L’île de Kharg, nouvelle cible désignée par Trump

Le président américain Donald Trump a placé les infrastructures énergétiques iraniennes au cœur de sa stratégie de pression contre Téhéran. Dans un message publié jeudi sur son réseau social Truth Social, il a affirmé que les États-Unis pourraient prochainement s’emparer de l’île de Kharg ainsi que d’autres installations pétrolières stratégiques.

« Dans un avenir proche, nous nous emparerons de l’île de Kharg et d’autres infrastructures pétrolières stratégiques, et nous prendrons le contrôle total de leurs marchés pétroliers et gaziers », a-t-il écrit.

Le locataire de la Maison Blanche a également annoncé que les États-Unis allaient frapper l’Iran « très fortement ce soir », sans fournir davantage de précisions sur la nature ou les objectifs de ces opérations.

Un site vital pour l’économie iranienne

Située dans le Golfe, l’île de Kharg constitue le principal terminal pétrolier de l’Iran. Une part importante des exportations de brut du pays transite par cette infrastructure stratégique, considérée comme un maillon essentiel de l’économie iranienne.

La référence explicite à ce site marque une nouvelle escalade dans le discours américain. En visant directement les capacités d’exportation énergétique de l’Iran, Donald Trump cible l’une des principales sources de revenus de la République islamique.
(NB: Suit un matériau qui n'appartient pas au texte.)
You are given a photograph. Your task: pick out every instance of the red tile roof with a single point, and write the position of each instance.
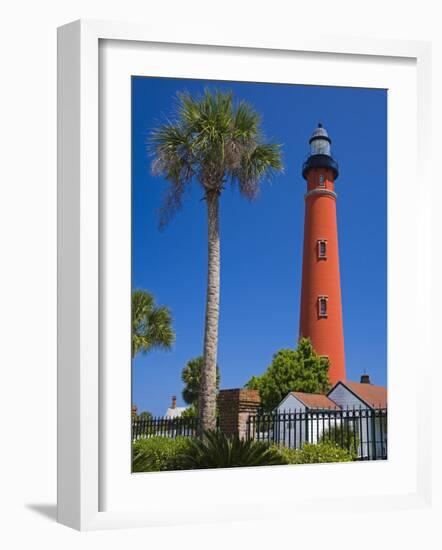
(374, 396)
(315, 400)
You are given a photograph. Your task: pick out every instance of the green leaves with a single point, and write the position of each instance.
(315, 453)
(157, 454)
(291, 370)
(216, 450)
(151, 325)
(214, 140)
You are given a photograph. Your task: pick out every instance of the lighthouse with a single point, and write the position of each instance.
(321, 305)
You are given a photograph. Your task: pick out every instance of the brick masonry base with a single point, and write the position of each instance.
(234, 407)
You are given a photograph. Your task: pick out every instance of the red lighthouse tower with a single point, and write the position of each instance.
(321, 308)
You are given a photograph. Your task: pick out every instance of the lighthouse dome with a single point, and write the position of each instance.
(320, 132)
(320, 142)
(320, 152)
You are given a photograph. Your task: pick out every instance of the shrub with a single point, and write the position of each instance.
(156, 454)
(216, 450)
(313, 454)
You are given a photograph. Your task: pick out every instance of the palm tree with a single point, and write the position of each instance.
(191, 376)
(151, 324)
(215, 142)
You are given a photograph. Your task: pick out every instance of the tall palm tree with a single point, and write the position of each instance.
(216, 142)
(151, 324)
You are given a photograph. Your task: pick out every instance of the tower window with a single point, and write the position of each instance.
(322, 306)
(322, 249)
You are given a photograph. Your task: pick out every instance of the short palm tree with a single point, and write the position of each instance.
(214, 142)
(216, 450)
(151, 324)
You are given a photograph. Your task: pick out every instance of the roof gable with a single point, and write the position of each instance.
(373, 396)
(315, 400)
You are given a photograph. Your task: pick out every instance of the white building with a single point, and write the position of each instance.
(303, 418)
(353, 410)
(173, 411)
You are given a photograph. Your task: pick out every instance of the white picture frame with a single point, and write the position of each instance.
(80, 441)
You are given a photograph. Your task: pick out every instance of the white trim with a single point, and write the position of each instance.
(78, 254)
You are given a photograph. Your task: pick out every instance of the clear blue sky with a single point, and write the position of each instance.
(261, 242)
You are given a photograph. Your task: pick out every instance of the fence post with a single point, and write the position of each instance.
(373, 433)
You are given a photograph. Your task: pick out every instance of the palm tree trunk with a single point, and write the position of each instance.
(207, 404)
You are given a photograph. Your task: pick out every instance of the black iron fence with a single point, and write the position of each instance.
(165, 427)
(362, 431)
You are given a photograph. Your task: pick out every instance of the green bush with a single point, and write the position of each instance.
(216, 450)
(156, 454)
(313, 454)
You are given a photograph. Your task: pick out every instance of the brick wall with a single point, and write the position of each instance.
(234, 407)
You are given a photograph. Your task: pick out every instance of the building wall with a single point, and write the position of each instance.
(345, 398)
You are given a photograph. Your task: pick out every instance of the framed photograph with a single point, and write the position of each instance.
(243, 250)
Une nouvelle montée des tensions

Dans son message, Donald Trump a comparé cette stratégie à celle appliquée au Venezuela, affirmant que cette politique s’était révélée bénéfique à la fois pour les États-Unis et pour Caracas.

Ces déclarations interviennent dans un contexte de fortes tensions entre Washington et Téhéran. La menace visant l’île de Kharg, combinée à l’annonce de nouvelles frappes, renforce les inquiétudes d’une aggravation du conflit et de ses répercussions potentielles sur la stabilité régionale et les marchés énergétiques internationaux.